Its motto would be “Health, Happiness and Long Life.”

The board of directors would be called the Supreme Nine.

The president would be called the Snark of the Universe.

The chaplain would be called the Bojum.

The secretary would be called the Scrivenoter.

The sergeant at arms would be called the Gurdon.

The other board members would be the Senior Hoo-Hoo, Junior Hoo-Hoo, Custocacian, Arcanoper and Jabberwock.

“Some of these names were derived from Lewis Carroll’s ‘Hunting of the Snark,’ which one of the founders had recently read,” Rachel Bridges writes in the Encyclopedia of Arkansas History & Culture. “The name Hoo-Hoo also had a unique origin. In Kansas City about a month before the founding of the order, Johnson had used the term hoo-hoo to refer to an unusual tuft of hair on the head of Charles McCarer, who became the first Snark of the Universe and was given membership number one.”

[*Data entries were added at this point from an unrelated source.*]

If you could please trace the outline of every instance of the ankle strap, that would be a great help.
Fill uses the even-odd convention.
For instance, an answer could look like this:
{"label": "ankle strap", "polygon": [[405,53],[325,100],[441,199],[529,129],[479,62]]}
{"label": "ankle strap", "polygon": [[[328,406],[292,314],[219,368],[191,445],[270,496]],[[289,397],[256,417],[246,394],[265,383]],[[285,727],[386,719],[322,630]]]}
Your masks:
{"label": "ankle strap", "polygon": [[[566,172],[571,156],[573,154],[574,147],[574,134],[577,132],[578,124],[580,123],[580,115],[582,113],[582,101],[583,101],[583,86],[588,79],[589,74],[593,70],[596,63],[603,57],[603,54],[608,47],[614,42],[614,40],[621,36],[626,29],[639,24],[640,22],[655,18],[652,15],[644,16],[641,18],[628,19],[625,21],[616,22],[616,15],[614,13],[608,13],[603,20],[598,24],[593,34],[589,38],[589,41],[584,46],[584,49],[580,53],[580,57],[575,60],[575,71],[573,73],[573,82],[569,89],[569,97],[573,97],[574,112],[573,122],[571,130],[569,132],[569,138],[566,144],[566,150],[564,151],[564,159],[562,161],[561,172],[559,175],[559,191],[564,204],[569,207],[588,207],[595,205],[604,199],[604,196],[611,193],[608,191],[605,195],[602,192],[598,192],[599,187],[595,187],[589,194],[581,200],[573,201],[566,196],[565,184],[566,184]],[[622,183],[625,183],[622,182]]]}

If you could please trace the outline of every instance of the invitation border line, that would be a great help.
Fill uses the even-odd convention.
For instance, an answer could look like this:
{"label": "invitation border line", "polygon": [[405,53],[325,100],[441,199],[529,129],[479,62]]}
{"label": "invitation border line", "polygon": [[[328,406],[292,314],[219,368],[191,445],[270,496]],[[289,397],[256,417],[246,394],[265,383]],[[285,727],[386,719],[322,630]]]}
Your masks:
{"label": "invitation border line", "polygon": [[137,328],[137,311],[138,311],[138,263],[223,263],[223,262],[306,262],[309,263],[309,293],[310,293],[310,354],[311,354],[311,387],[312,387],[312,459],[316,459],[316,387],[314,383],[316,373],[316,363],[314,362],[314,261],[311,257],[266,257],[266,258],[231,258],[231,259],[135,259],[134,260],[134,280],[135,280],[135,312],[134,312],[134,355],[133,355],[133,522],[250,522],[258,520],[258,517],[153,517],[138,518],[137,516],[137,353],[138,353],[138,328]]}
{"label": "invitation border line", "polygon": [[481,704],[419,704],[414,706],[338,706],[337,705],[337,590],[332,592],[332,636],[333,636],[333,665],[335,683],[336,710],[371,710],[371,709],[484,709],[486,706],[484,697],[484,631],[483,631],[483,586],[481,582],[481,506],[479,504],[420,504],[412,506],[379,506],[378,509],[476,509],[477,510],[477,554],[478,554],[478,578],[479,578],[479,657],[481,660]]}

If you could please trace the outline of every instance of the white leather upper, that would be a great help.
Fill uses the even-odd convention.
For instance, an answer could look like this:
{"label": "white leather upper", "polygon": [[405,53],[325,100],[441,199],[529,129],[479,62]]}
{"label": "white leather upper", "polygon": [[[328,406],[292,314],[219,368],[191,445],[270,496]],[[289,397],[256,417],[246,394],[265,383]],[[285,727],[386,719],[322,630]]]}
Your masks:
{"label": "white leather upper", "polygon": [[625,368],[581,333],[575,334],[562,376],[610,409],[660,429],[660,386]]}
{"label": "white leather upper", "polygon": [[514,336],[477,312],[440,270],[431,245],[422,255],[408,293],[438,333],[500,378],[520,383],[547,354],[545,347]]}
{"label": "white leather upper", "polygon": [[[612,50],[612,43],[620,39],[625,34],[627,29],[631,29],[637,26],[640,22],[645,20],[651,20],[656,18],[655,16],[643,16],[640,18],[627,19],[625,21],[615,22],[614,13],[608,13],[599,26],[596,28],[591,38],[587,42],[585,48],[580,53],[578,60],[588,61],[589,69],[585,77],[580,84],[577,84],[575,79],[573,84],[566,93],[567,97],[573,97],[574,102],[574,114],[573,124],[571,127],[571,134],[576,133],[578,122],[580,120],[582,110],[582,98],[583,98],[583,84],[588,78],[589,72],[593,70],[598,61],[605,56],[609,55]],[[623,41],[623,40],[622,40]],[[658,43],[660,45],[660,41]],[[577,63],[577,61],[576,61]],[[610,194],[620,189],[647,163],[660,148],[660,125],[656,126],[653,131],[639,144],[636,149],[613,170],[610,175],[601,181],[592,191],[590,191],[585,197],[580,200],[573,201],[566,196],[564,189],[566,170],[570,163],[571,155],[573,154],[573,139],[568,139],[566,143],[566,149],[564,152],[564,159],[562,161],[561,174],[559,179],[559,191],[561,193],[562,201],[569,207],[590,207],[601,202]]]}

The mascot would be a black cat with its tail curved in the number nine.

Membership originally was limited to 9,999 people.

That number later was changed to 99,999.

Meetings were to be held on the ninth day of the ninth month at nine minutes after the ninth hour.

Annual dues were $9.99.

The initiation fee was 99 cents.

The first chapter outside of the United States began in Canada in 1924. Soon, there were chapters all over the world.

“Though the Hoo-Hoo experienced a slump from 1929-38, when membership dropped to around 700, the order recovered and membership began to rise again,” Bridges writes. “Two U.S. presidents have had membership in Hoo-Hoo. Theodore Roosevelt was given the reserved membership number 999 for his work promoting the importance of forests. Warren G. Harding was member number 14,945.”

Bridges describes the Hoo-Hoo monument in Gurdon this way: “Several elements make up the present-day monument. The base of the monument is an ashlar-faced barre granite stone measuring 116 inches high, 107 inches wide and 44 inches deep. The second element of the monument — and that which makes it of historic significance — is a bronze plaque sculpted by noted artist George J. Zolnay. This plaque was completed in 1909, at which time it was affixed to a building then occupying the site of the Hotel Hall. When this building was demolished in 1927, the Zolnay plaque was moved to its present location, affixed to the granite base and rededicated. Zolnay sculpted the plaque with Egyptian Revival reliefs and engravings. The pediment is illustrated with the image of a two-headed bird.

“The second horizontal level of the monument contains a relief of the Hotel Hall. The third level contains an inscription recounting the founding of Hoo-Hoo. The names of all Hoo-Hoo presidents are engraved on the opposite side of the base and on two small granite monuments at each side. The monument was added to the National Register of Historic Places on Sept. 2, 1999.”

Like other towns in the southern part of the state, Gurdon has struggled in recent decades. Its population fell from 2,707 in the 1980 census to 2,212 in the 2010 census.

Good news came in October 2014 when Georgia-Pacific announced that it would invest $37 million at its nearby lumber mill to expand the production capacity by 60 percent.

The huge investment being made by Sun Paper in Clark County will help even more.

It was time to leave Gurdon and continue to the southwest toward Prescott.